Next, in Part Two, three chapters by African American analysts Pearl Robinson (Chapter 3) and Lee Daniels (Chapter 5) and Sierra Leonean scholar-diplomat James Jonah (who was mentored by Ralph Bunche at the UN, Chapter 4) assess the three African-American Nobel peace laureates: Ralph Bunche, Martin Luther King Jr and Barack Obama. Both Bunche and King were involved in America’s civil rights struggle, though Bunche won the prize chiefly for his peacemaking role in the Middle East with the United Nations. Connections between these struggles are made, while one of the chapters – by Pearl Robinson – innovatively compares and contrasts the perspectives of Bunche, King and Obama on war and peace, using their Nobel Peace Prize speeches and other sources.
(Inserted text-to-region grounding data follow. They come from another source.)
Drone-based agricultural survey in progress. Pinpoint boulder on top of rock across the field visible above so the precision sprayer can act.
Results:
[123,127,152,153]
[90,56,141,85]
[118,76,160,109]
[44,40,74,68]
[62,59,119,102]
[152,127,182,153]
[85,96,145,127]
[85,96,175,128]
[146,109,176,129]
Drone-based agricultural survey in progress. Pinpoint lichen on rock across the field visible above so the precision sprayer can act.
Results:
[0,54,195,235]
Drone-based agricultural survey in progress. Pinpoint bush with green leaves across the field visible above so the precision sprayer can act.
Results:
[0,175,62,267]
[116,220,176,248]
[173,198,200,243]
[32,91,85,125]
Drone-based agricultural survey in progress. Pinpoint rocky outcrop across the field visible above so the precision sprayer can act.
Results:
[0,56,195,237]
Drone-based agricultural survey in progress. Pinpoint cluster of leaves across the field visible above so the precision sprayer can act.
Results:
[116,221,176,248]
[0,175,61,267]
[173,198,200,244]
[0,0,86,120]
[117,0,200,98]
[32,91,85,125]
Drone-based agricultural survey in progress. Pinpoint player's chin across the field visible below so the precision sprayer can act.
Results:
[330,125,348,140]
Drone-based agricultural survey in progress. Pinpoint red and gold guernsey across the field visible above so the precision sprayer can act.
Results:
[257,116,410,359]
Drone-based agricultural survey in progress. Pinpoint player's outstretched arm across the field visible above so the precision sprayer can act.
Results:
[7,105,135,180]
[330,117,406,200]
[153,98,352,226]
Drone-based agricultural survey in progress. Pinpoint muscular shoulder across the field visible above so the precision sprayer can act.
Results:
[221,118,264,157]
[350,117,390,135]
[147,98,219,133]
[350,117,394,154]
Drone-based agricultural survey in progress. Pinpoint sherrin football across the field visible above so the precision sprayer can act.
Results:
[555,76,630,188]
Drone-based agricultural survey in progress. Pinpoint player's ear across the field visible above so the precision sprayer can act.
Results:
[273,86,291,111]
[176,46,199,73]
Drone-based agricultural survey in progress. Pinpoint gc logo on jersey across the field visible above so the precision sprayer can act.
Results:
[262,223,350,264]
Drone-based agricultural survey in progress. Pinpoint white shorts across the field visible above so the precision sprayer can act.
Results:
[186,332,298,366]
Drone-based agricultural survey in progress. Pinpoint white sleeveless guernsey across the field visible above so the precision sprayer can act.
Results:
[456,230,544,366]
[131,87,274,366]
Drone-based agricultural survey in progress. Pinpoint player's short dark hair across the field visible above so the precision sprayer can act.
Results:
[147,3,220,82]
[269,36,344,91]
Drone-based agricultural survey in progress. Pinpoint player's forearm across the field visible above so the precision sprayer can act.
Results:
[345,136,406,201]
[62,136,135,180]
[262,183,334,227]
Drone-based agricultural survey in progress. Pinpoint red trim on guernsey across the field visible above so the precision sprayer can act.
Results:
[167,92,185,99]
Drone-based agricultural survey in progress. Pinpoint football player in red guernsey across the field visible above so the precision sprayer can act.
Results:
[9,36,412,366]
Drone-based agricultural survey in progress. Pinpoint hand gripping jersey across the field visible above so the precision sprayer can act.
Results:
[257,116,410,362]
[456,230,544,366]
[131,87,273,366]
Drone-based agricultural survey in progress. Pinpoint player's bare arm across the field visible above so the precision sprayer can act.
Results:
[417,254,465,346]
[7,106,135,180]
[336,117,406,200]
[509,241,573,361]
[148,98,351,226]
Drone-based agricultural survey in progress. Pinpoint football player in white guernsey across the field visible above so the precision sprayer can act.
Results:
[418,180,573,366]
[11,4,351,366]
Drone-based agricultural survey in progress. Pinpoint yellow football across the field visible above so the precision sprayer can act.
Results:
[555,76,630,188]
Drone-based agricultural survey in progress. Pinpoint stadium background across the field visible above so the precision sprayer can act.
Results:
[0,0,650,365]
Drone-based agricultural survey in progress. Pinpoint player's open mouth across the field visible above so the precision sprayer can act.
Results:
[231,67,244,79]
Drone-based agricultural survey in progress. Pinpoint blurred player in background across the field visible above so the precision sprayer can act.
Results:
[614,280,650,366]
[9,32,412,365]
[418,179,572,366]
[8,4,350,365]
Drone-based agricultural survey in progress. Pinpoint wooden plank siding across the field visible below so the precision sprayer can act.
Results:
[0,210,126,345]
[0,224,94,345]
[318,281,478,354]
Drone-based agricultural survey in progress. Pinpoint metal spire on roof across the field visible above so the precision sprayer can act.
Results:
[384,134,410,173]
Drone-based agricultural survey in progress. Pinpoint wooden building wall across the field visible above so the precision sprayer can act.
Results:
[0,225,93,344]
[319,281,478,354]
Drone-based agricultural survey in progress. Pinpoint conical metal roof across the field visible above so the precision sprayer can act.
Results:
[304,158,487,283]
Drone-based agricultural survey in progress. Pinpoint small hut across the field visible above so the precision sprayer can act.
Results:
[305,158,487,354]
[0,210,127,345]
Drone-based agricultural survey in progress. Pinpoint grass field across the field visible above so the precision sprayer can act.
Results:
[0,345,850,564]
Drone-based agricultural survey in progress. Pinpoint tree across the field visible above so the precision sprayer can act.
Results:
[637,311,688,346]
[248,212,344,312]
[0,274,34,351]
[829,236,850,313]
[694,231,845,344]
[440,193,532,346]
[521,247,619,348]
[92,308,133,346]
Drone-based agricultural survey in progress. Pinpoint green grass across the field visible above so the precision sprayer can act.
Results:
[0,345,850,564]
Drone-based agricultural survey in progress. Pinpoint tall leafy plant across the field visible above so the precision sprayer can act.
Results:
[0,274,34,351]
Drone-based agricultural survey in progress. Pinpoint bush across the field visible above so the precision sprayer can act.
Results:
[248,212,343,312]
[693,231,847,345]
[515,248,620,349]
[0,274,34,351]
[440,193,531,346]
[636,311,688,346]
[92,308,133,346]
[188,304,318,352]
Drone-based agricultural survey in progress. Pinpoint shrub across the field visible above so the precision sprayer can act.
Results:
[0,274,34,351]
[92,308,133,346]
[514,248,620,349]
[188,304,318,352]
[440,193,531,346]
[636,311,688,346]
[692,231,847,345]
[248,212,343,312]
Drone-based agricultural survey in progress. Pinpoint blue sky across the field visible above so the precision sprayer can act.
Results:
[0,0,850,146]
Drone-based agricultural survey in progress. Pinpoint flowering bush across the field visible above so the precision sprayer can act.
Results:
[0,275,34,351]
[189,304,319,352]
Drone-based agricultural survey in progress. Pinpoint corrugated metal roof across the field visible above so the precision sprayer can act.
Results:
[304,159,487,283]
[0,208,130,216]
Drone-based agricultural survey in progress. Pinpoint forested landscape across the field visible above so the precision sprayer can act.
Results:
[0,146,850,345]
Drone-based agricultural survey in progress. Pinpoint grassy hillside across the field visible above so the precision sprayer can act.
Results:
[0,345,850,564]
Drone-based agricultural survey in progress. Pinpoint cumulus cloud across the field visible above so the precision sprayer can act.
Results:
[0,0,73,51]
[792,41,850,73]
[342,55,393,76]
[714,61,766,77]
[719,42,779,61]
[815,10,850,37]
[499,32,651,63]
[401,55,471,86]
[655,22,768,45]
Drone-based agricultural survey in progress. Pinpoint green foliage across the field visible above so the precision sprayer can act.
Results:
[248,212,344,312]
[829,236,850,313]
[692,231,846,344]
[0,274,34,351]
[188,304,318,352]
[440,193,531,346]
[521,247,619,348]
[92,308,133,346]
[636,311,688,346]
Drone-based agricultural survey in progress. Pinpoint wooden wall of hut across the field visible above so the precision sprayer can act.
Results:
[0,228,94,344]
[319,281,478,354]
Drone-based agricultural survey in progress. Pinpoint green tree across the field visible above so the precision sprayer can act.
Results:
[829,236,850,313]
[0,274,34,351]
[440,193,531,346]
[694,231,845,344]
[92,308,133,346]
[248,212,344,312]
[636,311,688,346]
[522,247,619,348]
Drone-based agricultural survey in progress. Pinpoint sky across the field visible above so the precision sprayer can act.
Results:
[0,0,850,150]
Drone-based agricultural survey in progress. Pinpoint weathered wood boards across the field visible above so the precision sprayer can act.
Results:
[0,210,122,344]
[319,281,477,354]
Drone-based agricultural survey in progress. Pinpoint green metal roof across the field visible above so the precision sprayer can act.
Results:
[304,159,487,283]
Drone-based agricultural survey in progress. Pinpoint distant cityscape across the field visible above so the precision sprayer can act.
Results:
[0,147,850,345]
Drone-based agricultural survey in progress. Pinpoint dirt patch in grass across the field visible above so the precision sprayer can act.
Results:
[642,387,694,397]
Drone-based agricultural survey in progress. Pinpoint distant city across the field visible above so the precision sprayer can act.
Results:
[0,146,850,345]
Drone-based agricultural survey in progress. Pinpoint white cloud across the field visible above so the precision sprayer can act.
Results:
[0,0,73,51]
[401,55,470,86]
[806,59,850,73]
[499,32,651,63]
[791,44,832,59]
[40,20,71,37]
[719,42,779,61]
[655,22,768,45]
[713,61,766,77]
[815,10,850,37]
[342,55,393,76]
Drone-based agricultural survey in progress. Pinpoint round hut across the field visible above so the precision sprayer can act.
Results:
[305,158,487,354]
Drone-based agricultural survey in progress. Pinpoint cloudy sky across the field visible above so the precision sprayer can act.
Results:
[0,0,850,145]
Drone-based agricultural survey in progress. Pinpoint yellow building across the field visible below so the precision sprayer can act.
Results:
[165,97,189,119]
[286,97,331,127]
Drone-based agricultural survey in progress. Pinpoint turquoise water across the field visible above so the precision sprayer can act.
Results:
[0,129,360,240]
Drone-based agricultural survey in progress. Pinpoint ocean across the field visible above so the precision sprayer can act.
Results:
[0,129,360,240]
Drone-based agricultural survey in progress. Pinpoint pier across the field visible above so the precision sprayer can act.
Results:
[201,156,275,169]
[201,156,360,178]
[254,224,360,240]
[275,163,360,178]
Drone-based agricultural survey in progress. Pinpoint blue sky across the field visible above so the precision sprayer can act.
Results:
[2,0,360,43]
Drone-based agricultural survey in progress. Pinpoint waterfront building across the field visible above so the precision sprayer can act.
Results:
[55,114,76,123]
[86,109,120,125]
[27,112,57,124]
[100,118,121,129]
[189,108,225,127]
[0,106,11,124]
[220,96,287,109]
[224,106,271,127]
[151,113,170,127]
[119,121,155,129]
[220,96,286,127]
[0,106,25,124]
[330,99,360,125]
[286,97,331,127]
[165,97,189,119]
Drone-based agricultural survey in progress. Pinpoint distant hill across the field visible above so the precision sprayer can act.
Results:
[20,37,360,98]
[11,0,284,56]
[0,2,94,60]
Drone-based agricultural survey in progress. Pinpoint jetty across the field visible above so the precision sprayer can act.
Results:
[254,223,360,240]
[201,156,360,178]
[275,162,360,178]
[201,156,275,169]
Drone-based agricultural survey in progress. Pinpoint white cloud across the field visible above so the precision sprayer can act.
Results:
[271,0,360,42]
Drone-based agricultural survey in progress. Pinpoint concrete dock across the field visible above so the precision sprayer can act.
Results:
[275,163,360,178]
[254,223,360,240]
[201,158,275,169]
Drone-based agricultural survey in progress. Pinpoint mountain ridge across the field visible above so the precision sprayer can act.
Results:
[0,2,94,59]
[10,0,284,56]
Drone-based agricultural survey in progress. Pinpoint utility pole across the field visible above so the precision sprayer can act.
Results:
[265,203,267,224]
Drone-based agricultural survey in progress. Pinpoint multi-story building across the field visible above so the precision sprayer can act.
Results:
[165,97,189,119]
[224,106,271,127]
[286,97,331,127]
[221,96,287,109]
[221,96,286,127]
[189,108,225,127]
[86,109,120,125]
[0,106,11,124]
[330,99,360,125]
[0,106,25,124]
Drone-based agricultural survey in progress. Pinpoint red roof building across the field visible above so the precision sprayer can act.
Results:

In Part Three, the anti-apartheid and peacemaking legacies of four South African Nobel laureates are examined by four South African authors – Chris Saunders (Chapter 6), Maureen Isaacson (Chapter 7), Elleke Boehmer (Chapter 8) and Gregory Houston (Chapter 9). Albert Luthuli, the president of the African National Congress (ANC) between 1951 and 1967 and a traditional chief and former lay preacher, was the first African Nobel peace laureate, in 1960. In 1984, another ‘troublesome priest’, Archbishop Desmond Tutu, won the prize. Like Luthuli, Tutu used the Nobel platform in Oslo to protest against the repression of the racist government in Pretoria. Thus Saunders and Isaacson richly analyse the struggles of both Luthuli and Tutu. Nelson Mandela, another ANC chieftain, became one of the twentieth century’s greatest moral leaders. Boehmer’s eloquent essay examines Mandela’s use of oratory in waging the anti-apartheid struggle, offering a rich comparison with Barack Obama. Apartheid’s last leader, Frederik Willem de Klerk, was a ‘pragmatic peacemaker’ who controversially shared the Nobel Peace Prize with Mandela in 1993. Houston’s historical essay traces de Klerk’s peacemaking contributions to South Africa’s transformation into a democratic state by 1994.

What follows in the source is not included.